Changing the Topology to Get Stability

Thursday, October 16th, 2014

Storm Logo

OK... it turns out that I needed to change my topology in order to get stability, and it's only taken me a day (or so) to find this out. It's been a really draining day, but I've learned that there is a lot more about Storm that I don't know - than that which I do.

Switching from having one bolt that calls two functions to two bolts each calling one function - should certainly have a lot more communication overhead. Interestingly, it's how I regained stability. The lesson I've learned - Make bolts as small and purposeful as possible.

Amazing...

Re-Tuning Experiment Topology

Wednesday, October 15th, 2014

Finch Experiments

Anytime you add a significant workload to a storm cluster, you really need to re-balance it.

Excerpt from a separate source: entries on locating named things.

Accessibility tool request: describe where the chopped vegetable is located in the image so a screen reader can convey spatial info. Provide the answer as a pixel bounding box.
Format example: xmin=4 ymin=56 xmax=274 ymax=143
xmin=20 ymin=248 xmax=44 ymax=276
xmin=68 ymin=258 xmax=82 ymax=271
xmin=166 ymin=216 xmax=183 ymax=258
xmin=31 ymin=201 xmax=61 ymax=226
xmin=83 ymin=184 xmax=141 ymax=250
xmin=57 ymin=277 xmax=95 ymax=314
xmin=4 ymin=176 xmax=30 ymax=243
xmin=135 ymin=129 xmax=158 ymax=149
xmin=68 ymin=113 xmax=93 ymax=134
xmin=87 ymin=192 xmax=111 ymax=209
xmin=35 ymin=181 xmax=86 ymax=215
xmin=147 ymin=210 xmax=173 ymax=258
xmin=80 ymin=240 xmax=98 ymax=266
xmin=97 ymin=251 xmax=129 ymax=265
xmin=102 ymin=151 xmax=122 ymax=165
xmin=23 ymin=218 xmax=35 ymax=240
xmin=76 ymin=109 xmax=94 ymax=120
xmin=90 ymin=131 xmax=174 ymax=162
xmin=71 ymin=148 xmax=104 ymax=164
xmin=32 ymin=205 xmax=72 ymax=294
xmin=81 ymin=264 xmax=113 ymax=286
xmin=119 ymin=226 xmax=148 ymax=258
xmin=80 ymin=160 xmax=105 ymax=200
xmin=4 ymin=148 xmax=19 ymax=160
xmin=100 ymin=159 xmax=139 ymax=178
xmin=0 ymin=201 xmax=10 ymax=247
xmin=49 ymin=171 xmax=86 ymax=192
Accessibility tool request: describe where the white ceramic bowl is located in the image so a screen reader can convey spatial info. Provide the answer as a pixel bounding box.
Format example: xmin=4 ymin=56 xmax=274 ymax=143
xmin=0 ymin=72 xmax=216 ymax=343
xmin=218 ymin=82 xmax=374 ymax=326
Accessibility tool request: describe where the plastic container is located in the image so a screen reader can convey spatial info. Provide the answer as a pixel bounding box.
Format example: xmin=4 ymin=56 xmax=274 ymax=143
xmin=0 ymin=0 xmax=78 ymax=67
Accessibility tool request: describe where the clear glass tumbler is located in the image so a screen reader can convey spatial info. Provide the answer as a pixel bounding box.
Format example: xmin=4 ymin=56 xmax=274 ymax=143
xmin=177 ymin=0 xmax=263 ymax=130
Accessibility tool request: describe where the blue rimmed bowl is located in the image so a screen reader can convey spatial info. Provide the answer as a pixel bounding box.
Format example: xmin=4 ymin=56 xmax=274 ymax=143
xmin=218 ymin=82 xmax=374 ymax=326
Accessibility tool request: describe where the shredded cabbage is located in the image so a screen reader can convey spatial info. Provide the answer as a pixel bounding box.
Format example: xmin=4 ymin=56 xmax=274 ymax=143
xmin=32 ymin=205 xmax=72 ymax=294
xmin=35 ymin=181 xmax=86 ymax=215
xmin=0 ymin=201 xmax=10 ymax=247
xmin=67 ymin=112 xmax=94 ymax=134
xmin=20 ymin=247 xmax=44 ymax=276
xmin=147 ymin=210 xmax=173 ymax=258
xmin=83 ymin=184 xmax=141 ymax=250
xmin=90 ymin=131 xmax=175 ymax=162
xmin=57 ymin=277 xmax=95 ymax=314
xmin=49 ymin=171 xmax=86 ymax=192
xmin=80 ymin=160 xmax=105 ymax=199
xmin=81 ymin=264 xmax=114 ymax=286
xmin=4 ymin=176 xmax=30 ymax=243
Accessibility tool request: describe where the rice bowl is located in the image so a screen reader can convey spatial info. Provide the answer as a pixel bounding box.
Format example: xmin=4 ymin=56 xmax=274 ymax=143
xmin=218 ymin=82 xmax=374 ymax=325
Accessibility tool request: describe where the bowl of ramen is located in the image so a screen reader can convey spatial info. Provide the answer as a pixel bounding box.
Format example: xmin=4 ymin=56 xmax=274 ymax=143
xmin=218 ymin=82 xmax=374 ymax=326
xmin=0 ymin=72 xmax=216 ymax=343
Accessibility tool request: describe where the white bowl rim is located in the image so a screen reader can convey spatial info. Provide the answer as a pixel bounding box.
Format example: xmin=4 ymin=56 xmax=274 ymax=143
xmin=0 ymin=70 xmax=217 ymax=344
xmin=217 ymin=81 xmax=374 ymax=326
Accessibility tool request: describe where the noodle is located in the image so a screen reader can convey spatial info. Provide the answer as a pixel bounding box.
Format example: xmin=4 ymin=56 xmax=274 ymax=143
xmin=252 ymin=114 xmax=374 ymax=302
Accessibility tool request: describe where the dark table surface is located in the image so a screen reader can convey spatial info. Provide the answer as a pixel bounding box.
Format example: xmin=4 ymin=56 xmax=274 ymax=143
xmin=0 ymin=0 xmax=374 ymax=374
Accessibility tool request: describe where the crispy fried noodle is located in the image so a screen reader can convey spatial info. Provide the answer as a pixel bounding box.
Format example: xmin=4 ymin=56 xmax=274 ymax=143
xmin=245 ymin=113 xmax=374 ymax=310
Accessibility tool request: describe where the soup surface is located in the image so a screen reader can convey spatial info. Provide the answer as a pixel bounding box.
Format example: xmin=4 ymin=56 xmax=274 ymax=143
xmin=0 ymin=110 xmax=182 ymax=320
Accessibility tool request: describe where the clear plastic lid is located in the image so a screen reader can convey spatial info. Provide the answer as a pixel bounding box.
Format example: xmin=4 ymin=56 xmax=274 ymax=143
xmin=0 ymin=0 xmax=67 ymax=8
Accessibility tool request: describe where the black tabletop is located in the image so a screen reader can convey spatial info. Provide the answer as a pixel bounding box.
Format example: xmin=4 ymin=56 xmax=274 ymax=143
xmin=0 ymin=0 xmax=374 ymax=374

This means looking at the work each bolt does, making sure there is the proper balance between the bolts at each phase of the processing, and then that there are enough workers to handle the cumulative throughput. It's not a trivial job, but it's a lot of experimentation and then looking for patterns and zeroing in on the solution.

That's what I've been doing for several hours, and I'm no where near done. It's getting closer, and I think I have the problem isolated, and it's very odd. Basically, there are a few bolt instances - say 4 out of 160 - that are above 1.0 - the rest are at least a factor of ten less. This is my problem. Something is causing these few bolts to take too long, and then that skews the metric for all the instances of that bolt.